In fall 2011, Chih Chao “Justin” Yang, M.P.H. ’12, a physician pursuing a career in internal medicine, had an idea for his 1,000-word final project for Rose Goldman’s EH201, “Introduction to Environmental Health” class.

With a strong interest in preventive medicine, Yang wanted to increase awareness of the need for governments to stop illegal food manufacturing practices and tighten food safety regulations. He wanted classmates to learn about a Taiwan incident earlier that year in which manufacturers reportedly tried to cut costs by replacing palm oil with two phthalates (chemicals added to plastics to increase flexibility). The chemicals, including one known as DEHP, had been added to nearly 1,000 food products – including sports drinks, tea, juice, dietary supplements, and jam – and exported to 22 countries, including the U.S. and Canada. He believed the incident, which wasn’t widely publicized in the U.S., demanded further disclosure and investigation.

“I was curious and wanted to know what kind of health effects DEHP might have on people if they ate tainted foods and beverages every day,” he said.
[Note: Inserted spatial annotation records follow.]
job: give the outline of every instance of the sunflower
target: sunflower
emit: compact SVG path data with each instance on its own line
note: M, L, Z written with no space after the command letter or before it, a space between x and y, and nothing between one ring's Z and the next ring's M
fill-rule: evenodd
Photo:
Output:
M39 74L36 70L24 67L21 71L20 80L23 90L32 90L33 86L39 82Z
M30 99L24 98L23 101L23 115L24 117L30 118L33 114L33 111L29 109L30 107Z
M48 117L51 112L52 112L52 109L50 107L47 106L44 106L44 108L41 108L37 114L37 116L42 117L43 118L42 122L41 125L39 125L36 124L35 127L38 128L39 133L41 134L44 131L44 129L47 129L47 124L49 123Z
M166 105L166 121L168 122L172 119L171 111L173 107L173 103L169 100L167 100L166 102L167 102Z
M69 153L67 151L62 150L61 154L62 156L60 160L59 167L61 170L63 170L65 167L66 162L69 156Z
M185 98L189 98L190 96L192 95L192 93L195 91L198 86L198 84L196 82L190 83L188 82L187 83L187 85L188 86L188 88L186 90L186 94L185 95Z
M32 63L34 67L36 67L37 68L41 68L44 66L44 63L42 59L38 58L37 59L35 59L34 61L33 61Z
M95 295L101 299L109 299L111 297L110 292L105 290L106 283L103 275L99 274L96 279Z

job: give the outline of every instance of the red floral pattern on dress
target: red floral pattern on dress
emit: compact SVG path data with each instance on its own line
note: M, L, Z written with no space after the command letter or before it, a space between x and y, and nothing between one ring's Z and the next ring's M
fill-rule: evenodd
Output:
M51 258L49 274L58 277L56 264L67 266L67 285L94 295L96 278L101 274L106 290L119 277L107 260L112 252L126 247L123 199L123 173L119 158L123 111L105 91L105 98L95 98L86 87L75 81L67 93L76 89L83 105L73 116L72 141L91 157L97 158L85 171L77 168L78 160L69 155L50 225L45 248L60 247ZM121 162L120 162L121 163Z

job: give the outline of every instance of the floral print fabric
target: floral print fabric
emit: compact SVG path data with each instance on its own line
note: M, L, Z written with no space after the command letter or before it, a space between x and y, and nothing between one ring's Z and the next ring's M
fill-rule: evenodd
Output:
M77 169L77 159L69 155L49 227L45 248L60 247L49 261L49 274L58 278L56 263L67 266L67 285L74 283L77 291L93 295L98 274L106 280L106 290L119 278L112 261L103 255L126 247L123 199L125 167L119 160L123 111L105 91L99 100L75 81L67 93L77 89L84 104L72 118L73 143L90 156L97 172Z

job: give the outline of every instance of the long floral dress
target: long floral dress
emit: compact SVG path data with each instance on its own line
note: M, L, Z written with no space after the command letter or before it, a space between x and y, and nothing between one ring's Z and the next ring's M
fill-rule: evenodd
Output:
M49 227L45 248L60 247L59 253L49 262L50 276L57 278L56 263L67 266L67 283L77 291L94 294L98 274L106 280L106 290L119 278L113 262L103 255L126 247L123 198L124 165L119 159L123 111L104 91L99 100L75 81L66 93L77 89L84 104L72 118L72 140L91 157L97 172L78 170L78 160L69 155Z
DEHP can affect hormones and has been linked to developmental issues in children and reproductive organ development problems in male laboratory animals. After the Taiwan government made public the tainted food, the products were reportedly pulled from market and destroyed. However, according to Yang, the government apparently did not investigate the full extent of contamination or potential health impacts.